Goldfish on the Rocks

On Climbing

Betsy Lam
4 min readNov 24, 2015
On a route I can’t remember, Red River Gorge, Kentucky. May, 2015.

I’m not an adrenaline junkie. Or a giant risk taker. I don’t particularly like facing fear, and I’m not a big fan of falling. I’m a rock climber, but I’m no daredevil.

So why do I love climbing?

There’s a lot I love about climbing: the mental and physical coordination, the symbiosis between balance, power, grace and endurance, the playfulness, the problem-solving, the camaraderie on the ground, the solitude on the rock, being outside, breathing fresh air.

But the most magnetic thing about climbing, for me, is the way it stretches time. It pulls at the center of a moment, stretches it like taffy and slows it down so you can live inside it for awhile.

If that sounds sorta silly and romantic, it’s because it is both of these things.

While I’m climbing — when I’m really in it — I’m enveloped by that moment. Not the moment that came before, not the moment that comes next. There is no room for worry or distraction. There is only the beautiful Bubble of Now. I love it there. My mind is clear, my body feels fluid. The air hums softly at my ears, my breath is rhythmic and my heart pounds with purpose. Everything is connected. Everything is free. There is nothing like it.

Sometimes, I finish climbing a route and I cannot describe a single sequence to you, but I can tell you how I felt while climbing it.

My friends tease me about my climbing memory: I am a goldfish.

Sweet as it is, the whole love-of-the-moment thing — along with “Goldfish Brain” — is the thing that often keeps me from sending, or climbing a project without a fall.

Climbing requires vital anticipation.

On a climb, each section of rock holds a sequence. A puzzle to unlock. It might be a little different for every climber depending on, say, height or finger strength or twitch speed — grab the rock here, turn your hips that way just so, dig your toe into that divot down there — either way, you need to figure out the moves that will get you from where you are to where you want to go.

Sometimes, you can problem-solve on the fly. And it’s a beautiful thing when it’s successful. The stars align. Do that from the ground to the anchors without falling during your virgin voyage on a route, and you’ve flashed it. But when the stars are strangers, you gotta bust out a map. You climb a challenging route again and again to wire the moves - to memorize the map - so that one day, you climb the whole damn thing without falling.

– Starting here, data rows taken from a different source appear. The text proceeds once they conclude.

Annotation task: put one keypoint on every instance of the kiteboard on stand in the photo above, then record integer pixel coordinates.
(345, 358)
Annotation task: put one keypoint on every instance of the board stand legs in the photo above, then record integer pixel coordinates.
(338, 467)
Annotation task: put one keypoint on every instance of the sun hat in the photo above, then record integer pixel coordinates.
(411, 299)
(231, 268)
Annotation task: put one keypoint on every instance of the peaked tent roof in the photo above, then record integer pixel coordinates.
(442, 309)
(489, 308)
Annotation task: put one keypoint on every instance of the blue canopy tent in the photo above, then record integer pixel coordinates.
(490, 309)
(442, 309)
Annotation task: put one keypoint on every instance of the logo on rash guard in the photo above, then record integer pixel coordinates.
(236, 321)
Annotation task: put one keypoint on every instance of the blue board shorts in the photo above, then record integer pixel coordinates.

I’m working on my cartography skills.

I can’t describe the sequence here, but I know it was tricky and fun. Red River Gorge, Kentucky. May, 2015.

No doubt, rock climbing is strange. You put yourself in precarious positions at precarious heights because why?

My son is 2 years old. He’s a little delayed in his speech, so last week it was pretty cool when he started saying, “I deed eet!” (Translation: “I did it!”). He likes to exclaim this after completing a puzzle, successfully putting the lid on a container or shooting a basket. I love it because he is so proud of himself — both for the accomplishment itself and the newfound ability to express himself. There’s an element of surprise in his declaration. And so much unabashed joy.

My friends and I talk about the why of climbing a lot. Sometimes on the long, seven hour drive down to Kentucky for a whirlwind weekend climb at The Red. Sometimes as we soak in the hot tub at our cabin rental after a rigorous day of climbing. Over McDonalds on the drive back to Chicago. In between climbs at our local climbing gym.

Why do I climb?

Because I cannot not climb. Because, I suppose, standing below a rock face, looking up, eyes full, palms sweating, blood pumping, I am clamoring to exclaim, with equal parts joy and surprise, “I deed eet!”

Relaxing between climbs at a beautiful Kentucky crag. November, 2015.